El proceso lo iniciaron dos años después, junto a once pareas más, sin saber mucho al respecto. Se acercaron a la Fundación Fana, que no solo funciona como hogar de paso para niños vulnerados, sino que también asesora y realiza los trámites de adopción. Entre talleres, entrevistas psicológicas, estudios sobre su situación económica, visitas al hogar y chequeos de antecedentes médicos que dejaron al desnudo más de 30 años de vida, pasó un año más lleno de ansiedad y miedo.
“Me derrumbé cuando en el grupo le entregaron un bebé a una pareja antes que a nosotros. No quería seguir”, comenta entre risas. Y es que el de la adopción es un proceso de tiempo, pues como dice Andrea, no se trata de llegar a un hogar y elegir un niño, cada pareja debe ser compatible con él para que todos puedan ser felices.
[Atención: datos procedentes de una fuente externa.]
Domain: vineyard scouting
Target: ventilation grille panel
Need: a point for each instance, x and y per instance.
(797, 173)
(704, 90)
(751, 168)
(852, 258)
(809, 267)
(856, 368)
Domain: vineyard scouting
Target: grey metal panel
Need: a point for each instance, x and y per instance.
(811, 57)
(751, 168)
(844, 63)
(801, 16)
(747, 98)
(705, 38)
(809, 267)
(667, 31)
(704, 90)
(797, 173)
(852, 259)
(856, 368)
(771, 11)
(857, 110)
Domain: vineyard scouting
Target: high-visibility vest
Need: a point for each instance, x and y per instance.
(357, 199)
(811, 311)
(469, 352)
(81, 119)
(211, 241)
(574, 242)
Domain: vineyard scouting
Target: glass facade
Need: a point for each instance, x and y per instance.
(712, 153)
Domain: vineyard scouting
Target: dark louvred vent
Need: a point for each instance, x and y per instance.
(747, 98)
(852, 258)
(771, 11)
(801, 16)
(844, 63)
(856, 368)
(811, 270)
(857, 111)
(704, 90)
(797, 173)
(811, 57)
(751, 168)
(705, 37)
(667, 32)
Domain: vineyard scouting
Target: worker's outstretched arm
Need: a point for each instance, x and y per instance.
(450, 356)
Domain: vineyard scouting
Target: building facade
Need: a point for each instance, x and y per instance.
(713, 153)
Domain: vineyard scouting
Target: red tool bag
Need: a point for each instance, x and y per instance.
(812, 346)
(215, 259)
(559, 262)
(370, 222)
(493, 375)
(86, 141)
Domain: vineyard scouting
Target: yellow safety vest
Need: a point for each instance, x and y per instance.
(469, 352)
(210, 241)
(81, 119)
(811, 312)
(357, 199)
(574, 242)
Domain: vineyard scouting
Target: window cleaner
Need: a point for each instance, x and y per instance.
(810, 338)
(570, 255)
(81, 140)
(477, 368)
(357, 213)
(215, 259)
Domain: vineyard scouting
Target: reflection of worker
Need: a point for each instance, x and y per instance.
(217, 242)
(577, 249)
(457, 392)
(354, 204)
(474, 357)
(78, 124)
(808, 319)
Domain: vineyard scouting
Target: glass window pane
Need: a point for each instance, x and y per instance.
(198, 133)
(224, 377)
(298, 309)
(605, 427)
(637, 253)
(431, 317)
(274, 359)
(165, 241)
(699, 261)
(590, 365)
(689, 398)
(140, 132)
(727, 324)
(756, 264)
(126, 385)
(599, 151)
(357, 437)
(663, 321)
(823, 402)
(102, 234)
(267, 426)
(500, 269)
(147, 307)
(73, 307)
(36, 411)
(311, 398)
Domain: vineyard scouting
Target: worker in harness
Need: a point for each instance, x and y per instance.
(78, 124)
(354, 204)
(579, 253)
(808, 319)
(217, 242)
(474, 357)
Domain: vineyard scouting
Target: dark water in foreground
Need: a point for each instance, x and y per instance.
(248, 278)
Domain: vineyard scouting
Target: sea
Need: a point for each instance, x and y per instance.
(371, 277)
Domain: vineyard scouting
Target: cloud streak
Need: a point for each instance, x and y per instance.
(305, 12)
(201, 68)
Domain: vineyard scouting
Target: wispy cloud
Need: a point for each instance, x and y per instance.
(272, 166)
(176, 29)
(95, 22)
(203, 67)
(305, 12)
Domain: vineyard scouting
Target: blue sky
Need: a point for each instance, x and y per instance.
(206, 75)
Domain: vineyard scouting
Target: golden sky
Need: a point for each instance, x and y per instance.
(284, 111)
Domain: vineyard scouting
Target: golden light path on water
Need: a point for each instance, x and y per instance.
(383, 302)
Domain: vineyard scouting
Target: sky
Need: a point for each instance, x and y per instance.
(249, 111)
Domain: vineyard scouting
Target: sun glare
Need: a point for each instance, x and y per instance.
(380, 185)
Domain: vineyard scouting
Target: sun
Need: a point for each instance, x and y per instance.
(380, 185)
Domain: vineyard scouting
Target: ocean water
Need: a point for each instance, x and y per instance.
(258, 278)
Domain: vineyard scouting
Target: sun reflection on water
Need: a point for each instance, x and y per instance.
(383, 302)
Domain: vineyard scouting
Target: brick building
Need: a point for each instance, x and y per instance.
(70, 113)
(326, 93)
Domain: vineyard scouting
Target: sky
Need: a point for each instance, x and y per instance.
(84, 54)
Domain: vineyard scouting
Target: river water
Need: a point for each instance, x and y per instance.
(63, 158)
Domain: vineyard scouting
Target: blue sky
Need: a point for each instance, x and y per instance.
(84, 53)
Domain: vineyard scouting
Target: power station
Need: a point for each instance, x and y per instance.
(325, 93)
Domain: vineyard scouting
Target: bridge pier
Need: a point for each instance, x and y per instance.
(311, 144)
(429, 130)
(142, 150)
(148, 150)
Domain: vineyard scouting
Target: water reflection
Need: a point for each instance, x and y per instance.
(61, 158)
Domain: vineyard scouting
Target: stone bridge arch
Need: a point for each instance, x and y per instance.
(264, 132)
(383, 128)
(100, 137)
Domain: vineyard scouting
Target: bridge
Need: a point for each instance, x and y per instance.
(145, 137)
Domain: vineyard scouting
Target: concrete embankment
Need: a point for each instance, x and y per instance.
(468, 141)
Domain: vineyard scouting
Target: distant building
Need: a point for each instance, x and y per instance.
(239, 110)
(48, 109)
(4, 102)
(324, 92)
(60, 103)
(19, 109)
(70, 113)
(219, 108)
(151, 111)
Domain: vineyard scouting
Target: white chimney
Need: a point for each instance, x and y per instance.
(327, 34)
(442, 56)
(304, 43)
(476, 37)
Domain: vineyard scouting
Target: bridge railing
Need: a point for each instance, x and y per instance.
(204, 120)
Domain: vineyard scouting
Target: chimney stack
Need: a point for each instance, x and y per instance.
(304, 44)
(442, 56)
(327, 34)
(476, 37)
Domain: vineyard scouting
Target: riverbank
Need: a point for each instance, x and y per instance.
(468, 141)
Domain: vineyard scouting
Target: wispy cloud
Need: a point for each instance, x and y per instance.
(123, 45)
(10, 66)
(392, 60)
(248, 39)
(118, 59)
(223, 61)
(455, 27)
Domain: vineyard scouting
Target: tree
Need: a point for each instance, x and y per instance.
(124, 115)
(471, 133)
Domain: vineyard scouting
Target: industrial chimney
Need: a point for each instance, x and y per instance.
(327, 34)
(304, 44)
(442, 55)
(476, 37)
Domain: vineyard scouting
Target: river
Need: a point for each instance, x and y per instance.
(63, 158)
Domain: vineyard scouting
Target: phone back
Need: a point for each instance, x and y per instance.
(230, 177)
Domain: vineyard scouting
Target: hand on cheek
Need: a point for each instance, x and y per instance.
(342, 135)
Cargar por primera vez a Ana, de dos meses, fue como dar a luz. Ambas lloraron –una de felicidad y la otra por instinto– y establecieron su vínculo. Andrea se sintió tan realizada que cada etapa de la maternidad temprana, que muchas veces se siente como un sacrificio, fue de goce. Lo dejó todo atrás para que nada interrumpiera los momentos con su hija. Hoy, siente que su compromiso es el de ser vocera de la adopción y por eso se convirtió en mamá voluntaria en Fana. Tenía un sentimiento infinito de gratitud hacia el lugar que más felicidad le ha dado.
La vida de Ana, que justo hoy cumple años, está rodeada de simbolismos. En algunas culturas su nombre significa bendecida y en otras la anhelada. Sabe que es adoptada, pues su mamá piensa que las relaciones entre seres humanos deben estar construidas sobre la honestidad, y es una niña sociable, pero sobretodo fuerte. Aunque su historia no es trágica y está reservada sólo para sus padres, “el hecho de que a ti te desprendan de la persona que debía cuidarte, ya te hace un guerrero en la vida”.